Defend dan Penolak menatap Lu Hai dengan senyum aneh, seolah membayangkan masa depan yang menarik.

"Kalian ini, apa sih yang dipikirkan? Yang penting kita menang, siapa pun yang main tak masalah!" Lu Hai mengungkapkan isi hatinya. Ia hanya ingin menang. Dalam e-sports, tak ada pemain santai, semua ingin menang, setiap pemain punya semangat juang, penuh gairah, dan akan berjuang habis-habisan demi game yang mereka cintai. Inilah pesona e-sports.

"Kita pikir apa? Kau pikir apa? Apa yang kau pikirkan, ya itulah yang kita pikirkan juga~" jawab Defend dengan nada bercanda, mengarahkan pembicaraan kembali pada Lu Hai.

"Kau!"

Lu Hai pun terdiam, memilih untuk fokus mengamati duel mereka.

Fang Qing sebenarnya sudah cukup baik pada Sakata, tidak menyerang secara agresif, fokus pada last hit di lane. Namun Sakata yang terbawa emosi jadi kehilangan kontrol, bahkan perhitungannya terhadap darah terakhir prajurit pun kacau, sering melewatkan last hit.

Dalam hati Fang Qing teringat kata-kata Lu Hai tadi, seolah sengaja diucapkan untuk memanaskan suasana. Dasar lelaki licik, selalu ingin mengambil untung. Padahal ia bisa menang secara wajar, sekarang bisa saja dikira menang karena dibantu pacar.

Fang Qing tak ingin dicap demikian, lalu muncul ide di benaknya. Kalau Sakata begitu bernafsu membunuh, kenapa tidak pura-pura memberi kesempatan? Ia pun memutuskan untuk sengaja membuat kesalahan, lalu dengan sengaja memberikan satu kill pada Sakata. Kalau setelah itu ia tetap kalah, maka tak ada lagi yang bisa disalahkan.

Dengan niat itu, Fang Qing pun berani menyeberang lane dan farming, membiarkan tubuhnya terkena serangan Sakata. Walau kekuatan serang Sakata tidak setara, Shadow Fiend di awal sangat rentan, tetap saja cukup berbahaya kalau sering terkena pukulan. Darah Fang Qing segera berkurang sepertiga.

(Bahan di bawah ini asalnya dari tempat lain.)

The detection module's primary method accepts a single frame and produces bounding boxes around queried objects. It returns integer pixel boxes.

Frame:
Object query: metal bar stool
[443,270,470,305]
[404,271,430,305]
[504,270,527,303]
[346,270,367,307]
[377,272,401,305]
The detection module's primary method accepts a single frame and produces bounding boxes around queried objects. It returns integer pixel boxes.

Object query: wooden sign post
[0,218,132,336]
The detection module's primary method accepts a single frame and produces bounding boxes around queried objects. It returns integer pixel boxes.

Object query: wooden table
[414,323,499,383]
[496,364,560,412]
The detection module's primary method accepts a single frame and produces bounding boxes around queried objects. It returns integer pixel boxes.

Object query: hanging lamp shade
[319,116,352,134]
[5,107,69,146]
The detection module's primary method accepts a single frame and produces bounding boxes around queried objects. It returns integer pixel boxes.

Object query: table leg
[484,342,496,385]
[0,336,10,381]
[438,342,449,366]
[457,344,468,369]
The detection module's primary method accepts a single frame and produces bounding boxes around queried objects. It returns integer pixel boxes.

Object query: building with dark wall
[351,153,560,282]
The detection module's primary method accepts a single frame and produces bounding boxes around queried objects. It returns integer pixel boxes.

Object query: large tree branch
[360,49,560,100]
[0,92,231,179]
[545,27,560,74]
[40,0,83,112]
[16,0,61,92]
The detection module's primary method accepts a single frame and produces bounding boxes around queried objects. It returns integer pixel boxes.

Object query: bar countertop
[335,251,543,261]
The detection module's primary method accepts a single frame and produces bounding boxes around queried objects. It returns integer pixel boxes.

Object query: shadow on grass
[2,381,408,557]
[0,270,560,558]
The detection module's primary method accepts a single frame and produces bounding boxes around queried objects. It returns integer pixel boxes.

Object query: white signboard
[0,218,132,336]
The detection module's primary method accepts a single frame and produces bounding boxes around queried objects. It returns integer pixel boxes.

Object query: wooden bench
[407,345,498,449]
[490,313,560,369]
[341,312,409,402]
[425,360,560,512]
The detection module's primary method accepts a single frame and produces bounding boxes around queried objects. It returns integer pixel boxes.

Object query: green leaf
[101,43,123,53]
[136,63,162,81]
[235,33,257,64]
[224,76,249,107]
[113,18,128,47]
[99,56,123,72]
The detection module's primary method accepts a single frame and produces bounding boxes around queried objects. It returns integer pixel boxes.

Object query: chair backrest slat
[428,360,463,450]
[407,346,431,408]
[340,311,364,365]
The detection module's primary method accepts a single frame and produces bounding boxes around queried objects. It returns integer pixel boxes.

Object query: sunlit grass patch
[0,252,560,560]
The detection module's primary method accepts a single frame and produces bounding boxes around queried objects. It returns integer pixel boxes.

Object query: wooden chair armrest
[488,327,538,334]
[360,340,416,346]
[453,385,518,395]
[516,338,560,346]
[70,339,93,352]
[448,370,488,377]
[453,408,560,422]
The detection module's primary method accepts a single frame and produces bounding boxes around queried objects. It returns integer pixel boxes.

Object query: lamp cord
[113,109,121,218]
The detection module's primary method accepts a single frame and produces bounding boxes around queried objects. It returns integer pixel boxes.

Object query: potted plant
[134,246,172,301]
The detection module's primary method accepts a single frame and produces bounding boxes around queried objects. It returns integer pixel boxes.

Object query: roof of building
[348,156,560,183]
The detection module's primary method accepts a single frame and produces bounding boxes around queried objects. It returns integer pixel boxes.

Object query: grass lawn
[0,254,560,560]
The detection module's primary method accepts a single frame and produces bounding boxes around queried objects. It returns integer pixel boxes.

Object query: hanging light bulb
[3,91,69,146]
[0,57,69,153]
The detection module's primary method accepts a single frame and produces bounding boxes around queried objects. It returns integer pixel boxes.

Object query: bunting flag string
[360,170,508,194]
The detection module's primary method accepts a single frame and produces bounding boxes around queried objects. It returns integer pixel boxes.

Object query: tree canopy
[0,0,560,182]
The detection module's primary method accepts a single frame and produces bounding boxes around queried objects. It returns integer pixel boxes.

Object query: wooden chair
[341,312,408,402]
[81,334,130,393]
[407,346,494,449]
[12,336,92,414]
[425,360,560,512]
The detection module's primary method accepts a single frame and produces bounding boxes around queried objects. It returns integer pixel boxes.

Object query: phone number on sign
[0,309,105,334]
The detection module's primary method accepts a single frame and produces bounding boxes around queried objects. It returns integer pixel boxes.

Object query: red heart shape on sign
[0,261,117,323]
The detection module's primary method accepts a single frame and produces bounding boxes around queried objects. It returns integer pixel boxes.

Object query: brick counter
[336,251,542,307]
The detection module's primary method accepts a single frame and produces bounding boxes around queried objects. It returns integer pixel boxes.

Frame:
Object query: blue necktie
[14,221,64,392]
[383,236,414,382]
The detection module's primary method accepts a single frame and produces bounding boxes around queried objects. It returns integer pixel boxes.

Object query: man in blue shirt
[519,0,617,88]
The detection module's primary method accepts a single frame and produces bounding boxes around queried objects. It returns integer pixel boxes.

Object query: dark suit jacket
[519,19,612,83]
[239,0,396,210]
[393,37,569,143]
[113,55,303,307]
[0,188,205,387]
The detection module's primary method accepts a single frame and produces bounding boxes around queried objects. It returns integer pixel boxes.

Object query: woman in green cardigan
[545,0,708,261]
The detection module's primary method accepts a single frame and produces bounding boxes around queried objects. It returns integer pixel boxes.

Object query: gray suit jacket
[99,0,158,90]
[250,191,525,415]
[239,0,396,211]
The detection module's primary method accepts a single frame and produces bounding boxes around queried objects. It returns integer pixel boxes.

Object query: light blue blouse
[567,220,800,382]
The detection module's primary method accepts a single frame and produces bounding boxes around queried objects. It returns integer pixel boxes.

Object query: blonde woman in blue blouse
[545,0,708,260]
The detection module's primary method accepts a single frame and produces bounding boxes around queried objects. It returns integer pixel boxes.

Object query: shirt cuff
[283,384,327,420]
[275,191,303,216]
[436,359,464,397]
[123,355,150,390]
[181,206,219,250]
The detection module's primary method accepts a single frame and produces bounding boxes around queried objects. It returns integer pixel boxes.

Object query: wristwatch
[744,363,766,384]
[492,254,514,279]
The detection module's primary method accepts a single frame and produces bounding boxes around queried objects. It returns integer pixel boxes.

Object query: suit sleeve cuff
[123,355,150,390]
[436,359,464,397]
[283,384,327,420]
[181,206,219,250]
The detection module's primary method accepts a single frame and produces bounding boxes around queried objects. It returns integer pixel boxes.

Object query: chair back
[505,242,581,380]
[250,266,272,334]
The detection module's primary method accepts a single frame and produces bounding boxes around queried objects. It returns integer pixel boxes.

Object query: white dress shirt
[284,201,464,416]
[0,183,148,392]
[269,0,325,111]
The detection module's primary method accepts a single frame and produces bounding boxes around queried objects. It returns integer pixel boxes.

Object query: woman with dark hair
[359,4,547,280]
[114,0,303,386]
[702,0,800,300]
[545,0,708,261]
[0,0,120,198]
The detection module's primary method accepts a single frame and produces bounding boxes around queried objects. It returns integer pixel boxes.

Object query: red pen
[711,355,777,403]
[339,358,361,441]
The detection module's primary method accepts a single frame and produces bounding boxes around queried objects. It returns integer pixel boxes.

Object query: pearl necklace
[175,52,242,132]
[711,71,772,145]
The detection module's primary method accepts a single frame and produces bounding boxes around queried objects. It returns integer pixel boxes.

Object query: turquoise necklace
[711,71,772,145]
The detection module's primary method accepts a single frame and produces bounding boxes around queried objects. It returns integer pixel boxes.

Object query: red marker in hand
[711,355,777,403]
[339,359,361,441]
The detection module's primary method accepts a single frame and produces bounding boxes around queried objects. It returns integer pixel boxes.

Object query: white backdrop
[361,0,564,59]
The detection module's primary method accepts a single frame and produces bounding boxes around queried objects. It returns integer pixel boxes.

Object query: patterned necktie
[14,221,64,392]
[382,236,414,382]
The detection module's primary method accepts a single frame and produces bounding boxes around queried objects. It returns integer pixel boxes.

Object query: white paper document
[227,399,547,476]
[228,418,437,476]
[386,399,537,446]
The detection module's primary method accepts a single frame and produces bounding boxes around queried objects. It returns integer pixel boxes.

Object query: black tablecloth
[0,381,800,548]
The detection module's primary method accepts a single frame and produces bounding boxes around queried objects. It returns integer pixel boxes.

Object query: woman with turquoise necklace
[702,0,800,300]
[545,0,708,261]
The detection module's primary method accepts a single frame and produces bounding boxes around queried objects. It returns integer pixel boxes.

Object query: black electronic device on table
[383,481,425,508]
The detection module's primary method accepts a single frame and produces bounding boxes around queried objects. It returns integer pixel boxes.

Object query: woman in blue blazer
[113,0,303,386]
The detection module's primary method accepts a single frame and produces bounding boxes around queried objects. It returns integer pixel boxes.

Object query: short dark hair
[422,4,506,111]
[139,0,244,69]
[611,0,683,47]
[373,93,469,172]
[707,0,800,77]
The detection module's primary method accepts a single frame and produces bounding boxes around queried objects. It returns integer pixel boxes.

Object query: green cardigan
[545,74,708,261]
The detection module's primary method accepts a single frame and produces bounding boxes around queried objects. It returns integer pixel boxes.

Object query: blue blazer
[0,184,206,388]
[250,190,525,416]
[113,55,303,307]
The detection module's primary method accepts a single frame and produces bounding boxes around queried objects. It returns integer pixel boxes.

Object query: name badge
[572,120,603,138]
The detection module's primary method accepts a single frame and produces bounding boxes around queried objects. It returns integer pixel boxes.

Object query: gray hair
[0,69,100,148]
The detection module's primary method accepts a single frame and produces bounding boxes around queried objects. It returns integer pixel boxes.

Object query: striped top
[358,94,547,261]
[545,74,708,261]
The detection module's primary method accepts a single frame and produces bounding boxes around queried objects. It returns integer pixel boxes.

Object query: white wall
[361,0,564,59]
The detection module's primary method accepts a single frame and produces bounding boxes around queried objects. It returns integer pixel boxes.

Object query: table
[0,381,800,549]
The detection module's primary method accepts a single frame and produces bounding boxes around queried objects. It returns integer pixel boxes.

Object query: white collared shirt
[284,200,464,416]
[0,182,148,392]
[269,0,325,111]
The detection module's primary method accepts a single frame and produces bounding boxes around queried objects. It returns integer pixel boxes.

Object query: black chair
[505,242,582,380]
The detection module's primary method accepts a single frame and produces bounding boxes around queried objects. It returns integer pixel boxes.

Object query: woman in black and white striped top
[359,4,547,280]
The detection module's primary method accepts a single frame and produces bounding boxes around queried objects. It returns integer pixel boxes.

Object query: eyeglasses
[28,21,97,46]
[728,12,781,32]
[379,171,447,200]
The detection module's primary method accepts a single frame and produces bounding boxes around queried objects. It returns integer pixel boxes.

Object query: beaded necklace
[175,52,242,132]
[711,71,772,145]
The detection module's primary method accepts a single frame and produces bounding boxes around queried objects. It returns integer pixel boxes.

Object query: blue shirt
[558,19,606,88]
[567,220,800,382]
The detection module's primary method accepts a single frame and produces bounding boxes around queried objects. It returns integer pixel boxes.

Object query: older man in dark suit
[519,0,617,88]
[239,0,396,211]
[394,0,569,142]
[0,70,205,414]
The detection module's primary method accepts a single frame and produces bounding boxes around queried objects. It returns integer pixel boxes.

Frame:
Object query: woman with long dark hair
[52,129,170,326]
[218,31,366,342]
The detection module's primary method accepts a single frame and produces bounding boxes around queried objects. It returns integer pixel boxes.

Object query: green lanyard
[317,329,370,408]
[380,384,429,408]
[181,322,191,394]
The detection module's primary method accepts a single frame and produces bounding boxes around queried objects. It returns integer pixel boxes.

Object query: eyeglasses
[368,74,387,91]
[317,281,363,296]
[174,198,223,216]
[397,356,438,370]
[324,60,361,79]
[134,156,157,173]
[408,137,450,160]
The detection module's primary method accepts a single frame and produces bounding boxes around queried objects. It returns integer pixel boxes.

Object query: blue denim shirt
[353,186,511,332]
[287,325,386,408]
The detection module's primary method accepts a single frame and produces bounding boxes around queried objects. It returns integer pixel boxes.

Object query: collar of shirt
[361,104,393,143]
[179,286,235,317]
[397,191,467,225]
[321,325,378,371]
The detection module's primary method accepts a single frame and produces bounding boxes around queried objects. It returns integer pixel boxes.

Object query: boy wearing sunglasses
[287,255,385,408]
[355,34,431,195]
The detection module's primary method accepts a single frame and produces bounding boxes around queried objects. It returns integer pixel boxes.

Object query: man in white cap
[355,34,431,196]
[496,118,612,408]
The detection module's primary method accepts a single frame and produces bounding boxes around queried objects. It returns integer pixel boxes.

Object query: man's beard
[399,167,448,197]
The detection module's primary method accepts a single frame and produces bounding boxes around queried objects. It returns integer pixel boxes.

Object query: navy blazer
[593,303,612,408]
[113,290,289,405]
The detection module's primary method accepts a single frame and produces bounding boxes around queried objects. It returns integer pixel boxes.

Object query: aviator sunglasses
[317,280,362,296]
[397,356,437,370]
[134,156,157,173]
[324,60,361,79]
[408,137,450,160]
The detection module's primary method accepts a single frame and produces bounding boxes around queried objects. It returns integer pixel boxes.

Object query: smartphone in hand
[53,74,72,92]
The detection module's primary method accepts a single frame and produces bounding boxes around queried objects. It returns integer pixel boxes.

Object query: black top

Pada momen itu, Fang Qing malah mengambil inisiatif, berdiri diam di tempat. Ia sudah level empat, melawan Sakata yang baru level tiga. Sakata menembak satu skill, melihat darah Fang Qing tersisa setengah namun lawannya tetap diam, ia jadi ragu. Jika kabur, bisa-bisa kena tiga tembakan, jadi ia memilih bertarung.

Fang Qing langsung membalas dengan dua skill, darah Sakata yang awalnya penuh langsung tersisa setengah, lalu dua pukulan lagi dari Fang Qing, membuat tower lawan mulai menyerang dirinya. Fang Qing mengeluarkan satu skill lagi, langsung menghabisi Sakata yang hendak kabur.

Namun sesaat kemudian Fang Qing melakukan sesuatu yang tak terduga... Dengan darah sepertiga, ia berdiri diam di bawah tower, membiarkan dirinya terbunuh oleh Sakata...

Sebuah tamparan keras dan telanjang... Benar-benar mempermalukan Sakata, bahkan bisa dibilang menghina.